Mix rice with water. Put rice into an electric cooker and cook rice as usual. After seven minutes, or when rice is almost cooked and dry, add stir-fried chicken meat and the marinated salted fish. Continue to cook till rice is completely cooked. Dish rice into a serving bowl and garnish with chilli strips and chopped spring onions.

Serve hot.

Chee Cheong Fun
















This is one of my favourite breakfast. As it is difficult to get a good chee cheong fun in Exeter, I decided to look around & tried all recipes that I've found & finally I managed to modify the recipes to make a real smooth chee cheong fun.

Ingredients:
  • 3/4 cup of rice flour
  • 1 tbsp of tapioca flour
  • 1/4 tsp salt
  • 1 tbsp oil
  • 3/4 cup of cold water
  • 1/2 cup of hot boiling water
  • 1 tbsp of chopped spring onions

Fillings:

  • 16 pieces of big prawns or
  • some char siew or
  • 3 tbsp of dried prawns, soaked to soften

Sauce (mix and combine well)

  • 1 tbsp oyster sauce
  • 1/2 tsp sugar
  • 3 tbsp soy sauce
  • 1-2 dash of sesame oil
  • 1/2 cup of boiling hot water

Method:

In a mixing bowl, combine the rice flour, tapioca flour & salt with 3/4 cup of cold water. Stir until smooth. Add in 1 tbsp oil. Add in the hot water and the chopped spring onions.
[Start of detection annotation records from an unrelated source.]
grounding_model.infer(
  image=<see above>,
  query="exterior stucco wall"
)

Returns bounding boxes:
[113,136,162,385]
Lightly grease 2, 7" to 8" pan. Here I used the sandwich pan. Lightly greased the pan each time it has been used. Also prepare a cold water bath by filling a second large pan with cold water

Bring the water in the skillet to a boil. Put the greased pan in the steamer to heat it through. Stir the batter and ladle 1/4 cup of the batter into the pan . 

Spread the batter evenly by tilting slightly. Put in the filling and cover to steam for 3 minutes or until the sheets has cooked through. Transfer the pan to the cold water bath for 1 minute. Use a spatula to loosen the sheet along one edge, then roll it up loosely. Transfer the roll onto a plate. Repeat with the remaining batter, cleaning and oiling the pan each time, and replenishing the simmering water in the skillet as necessary.

Serve with some chilli oil and sauce.